Most small business owners don’t realize. But their personal and business credit scores affect their company . And credit has become a 100-year-old business filled with all the mystery of a cold case.
Business credit scores remain separate from your personal score. But three large credit bureaus manage all personal credit. They include Equifax, Experian and TransUnion. And significant consumer protections exist to protect your information from access without your permission. Also specific laws require credit bureaus ensure the information is reported accurately.
But none of this applies in the business credit world. And business credit too gets managed by three large credit bureaus. Dun & Bradstreet, Equifax, and Experian handle all business credit. However, dozens of smaller business credit bureaus may also possess information about your company. And you have no way of knowing which information is reported to which credit bureaus. Unless you routinely monitor each business credit bureau. And anybody can access your business credit without your knowledge or permission. So this makes business credit completely unlike personal credit.
Up to now, credit files have only contained information reported by other businesses where you have credit. And your business credit score has contained numerical reviews. These show how your company has fulfilled its obligation.
Check out this week’s Small Business Radio Show . On the show, eCredable  CEO Steve Ely talks about helping companies to have a more proactive influence on their credit scores. He served as President of Equifax Personal Information Solutions.

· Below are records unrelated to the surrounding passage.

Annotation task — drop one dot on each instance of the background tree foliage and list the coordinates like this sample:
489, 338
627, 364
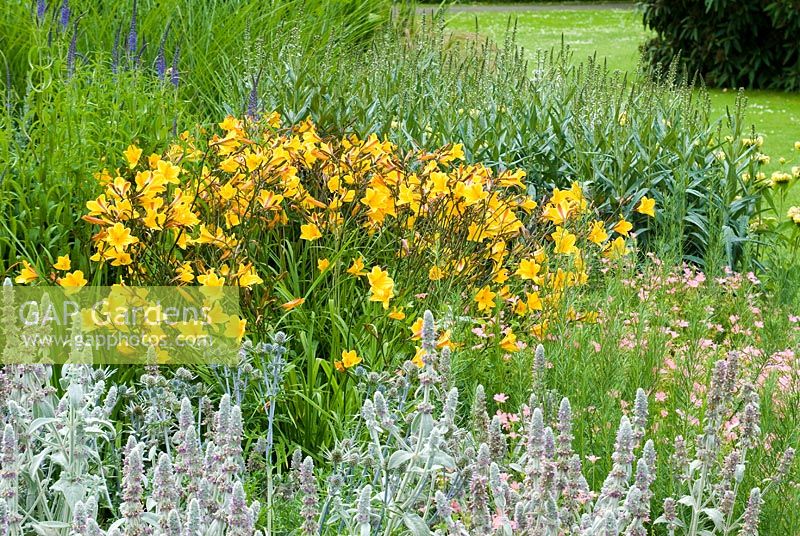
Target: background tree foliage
729, 42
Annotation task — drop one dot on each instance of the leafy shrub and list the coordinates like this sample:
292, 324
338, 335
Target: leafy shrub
729, 43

Impact of Your Business Credit Score
Steve starts by describing that business credit is very different than personal credit and critically important if you plan on building a business for the long term. Separating your personal credit from your business credit is vital. Steve says there are three issues you create when you co-mingle your personal and business credit: 1) You are creating personal legal liability when you guarantee business credit using your personal information, 2) you are consuming a portion of your personal credit capacity which is not unlimited, and 3) you are not building a business credit score which will help you gain access to more affordable financial rates.
Small businesses need to stay on top of its business score which is typically 0 through 100. (A score of 80 is considered excellent). If your company does not have enough of a business credit score, lenders will default to depending heavily on your personal credit score.
Steve states that most companies that report to business credit bureaus only use one or possibly two. Many business credit card issuers do not report at all. When you apply for business credit, whether it’s a credit card, trade credit, credit line, or equipment financing, you need to make sure the company is reporting to at least one major business credit bureau to help you build business credit. Then, Steve recommends paying on time (or in advance) and monitoring your score. The goal is to get as many places where your company gets credit to report to one of the three major business credit bureaus to increase your score.
In addition, companies can now be proactive and use organizations like eCredable that allow businesses to self-report on time payments to their creditors to help build their score.